(why_git)=
# Why Git

:::{admonition} Intended audience
:class: note

If you're wondering why we need a [version-control
system](https://www.atlassian.com/git/tutorials/what-is-version-control)
in the work we do, this section tries to answer that. If you already
know why, you can skip this page and go to the next one.

:::

## Saving a file

Let's start with an example that's almost too simple: Assume you're
working on a document using a text editor. Every once in a while you
hit {menuselection}`File --> Save` to preserve your work. [^memory]$^{,}$[^often]$^{,}$[^emacs]

[^memory]: What you're actually doing is moving information from
    [volatile
    memory](https://www.geeksforgeeks.org/difference-between-volatile-memory-and-non-volatile-memory/)
    to non-volatile storage.
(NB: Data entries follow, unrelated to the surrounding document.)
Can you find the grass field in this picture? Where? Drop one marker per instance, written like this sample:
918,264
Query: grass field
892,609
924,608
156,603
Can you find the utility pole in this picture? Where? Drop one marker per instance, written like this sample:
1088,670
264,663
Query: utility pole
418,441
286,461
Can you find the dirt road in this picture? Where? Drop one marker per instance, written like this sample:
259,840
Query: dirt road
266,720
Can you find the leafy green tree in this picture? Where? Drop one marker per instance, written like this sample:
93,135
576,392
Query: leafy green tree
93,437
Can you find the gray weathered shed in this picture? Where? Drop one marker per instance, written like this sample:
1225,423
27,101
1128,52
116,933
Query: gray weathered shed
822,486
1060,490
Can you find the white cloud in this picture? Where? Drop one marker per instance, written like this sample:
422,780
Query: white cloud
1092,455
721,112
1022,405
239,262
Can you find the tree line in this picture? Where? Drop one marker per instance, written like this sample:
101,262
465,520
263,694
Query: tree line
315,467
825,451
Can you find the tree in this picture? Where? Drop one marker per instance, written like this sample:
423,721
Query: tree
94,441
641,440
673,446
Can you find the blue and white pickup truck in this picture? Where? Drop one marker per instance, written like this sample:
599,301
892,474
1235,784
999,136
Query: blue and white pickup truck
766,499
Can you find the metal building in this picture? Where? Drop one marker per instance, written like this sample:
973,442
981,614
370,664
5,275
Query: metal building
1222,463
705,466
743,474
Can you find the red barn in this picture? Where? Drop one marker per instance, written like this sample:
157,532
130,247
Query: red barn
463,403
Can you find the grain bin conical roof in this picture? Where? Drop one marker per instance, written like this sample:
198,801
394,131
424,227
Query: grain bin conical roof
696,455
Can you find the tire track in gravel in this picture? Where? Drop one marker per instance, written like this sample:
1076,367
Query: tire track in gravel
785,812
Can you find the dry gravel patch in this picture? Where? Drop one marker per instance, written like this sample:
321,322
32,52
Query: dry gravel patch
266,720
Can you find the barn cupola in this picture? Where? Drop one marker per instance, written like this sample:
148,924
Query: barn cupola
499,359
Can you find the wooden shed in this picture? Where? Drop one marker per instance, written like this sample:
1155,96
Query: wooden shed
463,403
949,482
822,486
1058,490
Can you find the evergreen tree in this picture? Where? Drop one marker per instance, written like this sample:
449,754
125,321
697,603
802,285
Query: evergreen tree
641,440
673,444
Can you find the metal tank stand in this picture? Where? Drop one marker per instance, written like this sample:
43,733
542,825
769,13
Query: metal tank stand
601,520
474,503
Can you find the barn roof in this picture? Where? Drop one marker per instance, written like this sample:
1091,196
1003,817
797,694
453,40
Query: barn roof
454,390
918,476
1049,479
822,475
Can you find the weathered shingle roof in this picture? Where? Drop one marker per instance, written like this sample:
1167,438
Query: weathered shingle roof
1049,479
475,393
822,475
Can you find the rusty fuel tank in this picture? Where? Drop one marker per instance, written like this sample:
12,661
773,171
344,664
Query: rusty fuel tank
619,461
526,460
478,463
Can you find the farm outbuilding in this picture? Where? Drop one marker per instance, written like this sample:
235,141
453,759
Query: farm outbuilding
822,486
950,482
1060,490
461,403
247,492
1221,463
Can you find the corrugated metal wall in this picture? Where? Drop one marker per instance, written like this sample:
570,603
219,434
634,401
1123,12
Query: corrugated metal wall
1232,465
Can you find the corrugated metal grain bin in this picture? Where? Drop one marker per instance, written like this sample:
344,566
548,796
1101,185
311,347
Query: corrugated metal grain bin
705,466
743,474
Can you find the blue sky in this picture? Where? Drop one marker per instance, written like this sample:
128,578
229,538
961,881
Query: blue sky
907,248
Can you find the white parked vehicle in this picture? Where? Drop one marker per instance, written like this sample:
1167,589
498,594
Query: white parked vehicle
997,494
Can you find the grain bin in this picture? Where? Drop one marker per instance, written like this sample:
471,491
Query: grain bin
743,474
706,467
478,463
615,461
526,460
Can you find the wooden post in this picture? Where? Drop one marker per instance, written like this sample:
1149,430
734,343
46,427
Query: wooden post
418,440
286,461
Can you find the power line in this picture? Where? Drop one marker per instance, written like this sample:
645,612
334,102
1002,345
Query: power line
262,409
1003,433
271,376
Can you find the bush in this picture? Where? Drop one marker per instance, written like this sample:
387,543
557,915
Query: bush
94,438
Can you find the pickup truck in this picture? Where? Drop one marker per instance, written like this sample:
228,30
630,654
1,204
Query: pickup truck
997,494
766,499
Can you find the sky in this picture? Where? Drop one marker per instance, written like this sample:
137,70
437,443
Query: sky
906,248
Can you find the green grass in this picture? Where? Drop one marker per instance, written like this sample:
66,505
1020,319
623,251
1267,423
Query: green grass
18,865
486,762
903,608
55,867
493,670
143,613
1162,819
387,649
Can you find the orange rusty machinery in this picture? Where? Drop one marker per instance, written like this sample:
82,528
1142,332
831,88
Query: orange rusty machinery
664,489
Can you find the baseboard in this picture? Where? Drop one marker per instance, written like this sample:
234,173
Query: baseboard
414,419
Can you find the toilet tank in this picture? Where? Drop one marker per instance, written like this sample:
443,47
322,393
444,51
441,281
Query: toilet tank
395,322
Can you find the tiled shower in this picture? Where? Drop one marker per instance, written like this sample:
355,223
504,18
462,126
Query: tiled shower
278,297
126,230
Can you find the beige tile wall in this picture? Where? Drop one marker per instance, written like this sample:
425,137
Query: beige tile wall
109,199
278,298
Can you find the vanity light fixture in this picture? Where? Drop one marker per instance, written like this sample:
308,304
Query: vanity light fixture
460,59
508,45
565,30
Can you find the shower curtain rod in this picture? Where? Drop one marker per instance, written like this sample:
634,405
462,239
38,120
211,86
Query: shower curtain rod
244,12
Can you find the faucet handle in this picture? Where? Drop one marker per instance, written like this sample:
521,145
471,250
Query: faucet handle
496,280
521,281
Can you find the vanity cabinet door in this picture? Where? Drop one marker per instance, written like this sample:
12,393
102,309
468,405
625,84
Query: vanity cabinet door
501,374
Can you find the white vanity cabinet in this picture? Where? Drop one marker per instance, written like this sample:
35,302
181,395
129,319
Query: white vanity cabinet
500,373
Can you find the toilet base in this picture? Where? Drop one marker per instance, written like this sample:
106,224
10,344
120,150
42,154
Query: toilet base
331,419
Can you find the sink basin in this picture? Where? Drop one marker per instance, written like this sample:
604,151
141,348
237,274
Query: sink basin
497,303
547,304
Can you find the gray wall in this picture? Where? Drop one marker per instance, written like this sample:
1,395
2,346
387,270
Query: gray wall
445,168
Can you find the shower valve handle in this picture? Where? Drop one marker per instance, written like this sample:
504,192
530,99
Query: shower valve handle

If you didn't do this, you'd lose your work when your computer turns off. 

[^often]: Since I'm paranoid about losing my work, I save any file I'm
    working about once every sentence (or couple of lines of code,
    depending on what I'm writing). For example, I saved the file
    you're reading now about once per footnote.

[^emacs]: Since I prefer the keyboard version of the {ref}`emacs
    <other-commands>` text editor, actually I'm typing **Ctrl-x Ctrl-s**
    every few seconds.

You can think of this as "progress-based" saving: You're saving your
progress as you go along so you don't lose your changes.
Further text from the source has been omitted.